Sul punto si sono formati orientamenti di pensiero del tutto contrastanti.

Secondo un primo orientamento (Cass., Sez. V, 12 dicembre 1991; Cass. Sez. VI, 5 maggio 1992; Cass. Sez. II, 9 gennaio 1996; Cass. Sez. II, 6 febbraio 1996; Cass. Sez. I, 18 dicembre 1996; Cass. Sez. I, 17 dicembre 1998; Cass. Sez. I, 7 novembre 2001, n. 45698; Cass. Sez. I, 4 aprile 2003, n. 28987; Cass. Sez. VI, 7 ottobre 2004, n. 42011; Cass. Sez. VI, 10 novembre 2004, n. 4869; Cass. Sez. VI, 29 settembre 2004, n. 42534; Cass. Sez. VI, 25 novembre 2004, n. 2567) la mancata, generica o insufficiente enunciazione del fatto, che pure costituisce uno dei requisiti formali della richiesta di rinvio a giudizio ai sensi dell'art. 417,lett. b)c.p.p., non costituisce nullità; ai sensi dell'art. 423 c.p.p. è consentito al P.M. di procedere alle necessarie modifiche ed integrazioni dell'imputazione indeterminata nel corso dell'udienza preliminare, imponendosi però l'eventuale proscioglimento dell'imputato ove ciò non avvenga: con la conseguenza che l'ordinanza del G.u.p. dichiarativa della nullità della richiesta di rinvio a giudizio e/o restitutoria degli atti al P.M. determinerebbe un'indebita e patologica regressione del procedimento, in violazione del principio d'irretrattabilità dell'azione penale.
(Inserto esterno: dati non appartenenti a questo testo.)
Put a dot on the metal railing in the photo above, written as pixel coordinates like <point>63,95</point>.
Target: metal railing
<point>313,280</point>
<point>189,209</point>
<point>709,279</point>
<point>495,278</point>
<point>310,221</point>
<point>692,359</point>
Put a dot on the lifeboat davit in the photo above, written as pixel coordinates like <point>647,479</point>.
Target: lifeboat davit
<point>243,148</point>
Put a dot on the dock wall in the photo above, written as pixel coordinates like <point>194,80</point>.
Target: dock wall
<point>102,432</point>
Secondo un secondo orientamento (Cass. Sez. I, 5 maggio 2000; Cass. Sez. V, 11 luglio 2001, n. 36009; Cass. Sez. I, 24 ottobre 2003, n. 1334; Cass.Sez. V, 20 maggio 2004 n. 27990; Cass.Sez. IV, 3 giugno 2004 n. 39472; Cass. Sez. IV, 14 ottobre 2005 n. 46271) rientra nei poteri del G.U.P., a garanzia del contraddittorio e del diritto di difesa dell'imputato, verificare l'adempimento da parte del P.M. dell'obbligo di procedere, nell'atto di esercizio dell'azione penale, all'enunciazione in forma chiara e precisa del fatto, sicché non è da ritenersi abnorme l'ordinanza del G.U.P. dichiarativa della nullità della richiesta di rinvio a giudizio e/o restitutoria degli atti al P.M.

Vi sono stati tuttavia due significativi interventi della Corte Costituzionale.
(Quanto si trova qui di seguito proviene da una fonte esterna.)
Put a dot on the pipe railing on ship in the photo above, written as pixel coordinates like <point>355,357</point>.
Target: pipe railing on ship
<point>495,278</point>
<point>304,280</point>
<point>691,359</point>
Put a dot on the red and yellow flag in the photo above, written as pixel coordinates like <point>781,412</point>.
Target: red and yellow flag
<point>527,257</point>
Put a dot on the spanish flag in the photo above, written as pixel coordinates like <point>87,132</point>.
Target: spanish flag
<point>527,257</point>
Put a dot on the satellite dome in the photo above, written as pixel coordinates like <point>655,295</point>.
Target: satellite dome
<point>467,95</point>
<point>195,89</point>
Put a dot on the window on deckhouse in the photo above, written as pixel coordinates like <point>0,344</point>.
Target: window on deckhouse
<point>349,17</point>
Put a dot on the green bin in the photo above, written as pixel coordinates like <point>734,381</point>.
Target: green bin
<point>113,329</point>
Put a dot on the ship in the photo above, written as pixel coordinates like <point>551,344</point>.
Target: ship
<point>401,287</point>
In una prima occasione, la Corte costituzionale, con sentenza n. 88 del 1994, ha dichiarato non fondata la questione di legittimità costituzionale dell'art. 424 c.p.p., nella parte in cui non prevede che il giudice possa, all'esito dell'udienza preliminare, trasmettere gli atti al Pubblico Ministero per descrivere il fatto diversamente da come ipotizzato nella richiesta di rinvio a giudizio, ritenendo parimenti compatibili, a tal fine, tanto il meccanismo di adeguamento delle imputazioni contemplato dall'art. 423 c.p.p., per la diversità del fatto e ritenuto idoneo a sanare l'erroneità o l'incompletezza originaria dell'imputazione, quanto il ricorso all'applicazione analogica dell'art. 521, comma 2, c.p.p. .

In una seconda occasione, la Corte Costituzionale con ordinanza n. 131 del 1995, ha dichiarato manifestamente infondata la questione di legittimità costituzionale dell'art. 417 c.p.p., nella parte in cui non prevede alcuna sanzione per la richiesta di rinvio a giudizio difforme dal modello legale, siccome generica nella formulazione del capo d'imputazione e nell'indicazione delle fonti di prova, ribadendo quanto già affermato con la sentenza n. 88 del 1994, sul rilievo che non è precluso al giudice dell'udienza preliminare sollecitare il pubblico ministero a procedere alle necessarie integrazioni e precisazioni dell'imputazione inadeguata, anche mediante un provvedimento di trasmissione degli atti che intervenga dopo la chiusura della discussione.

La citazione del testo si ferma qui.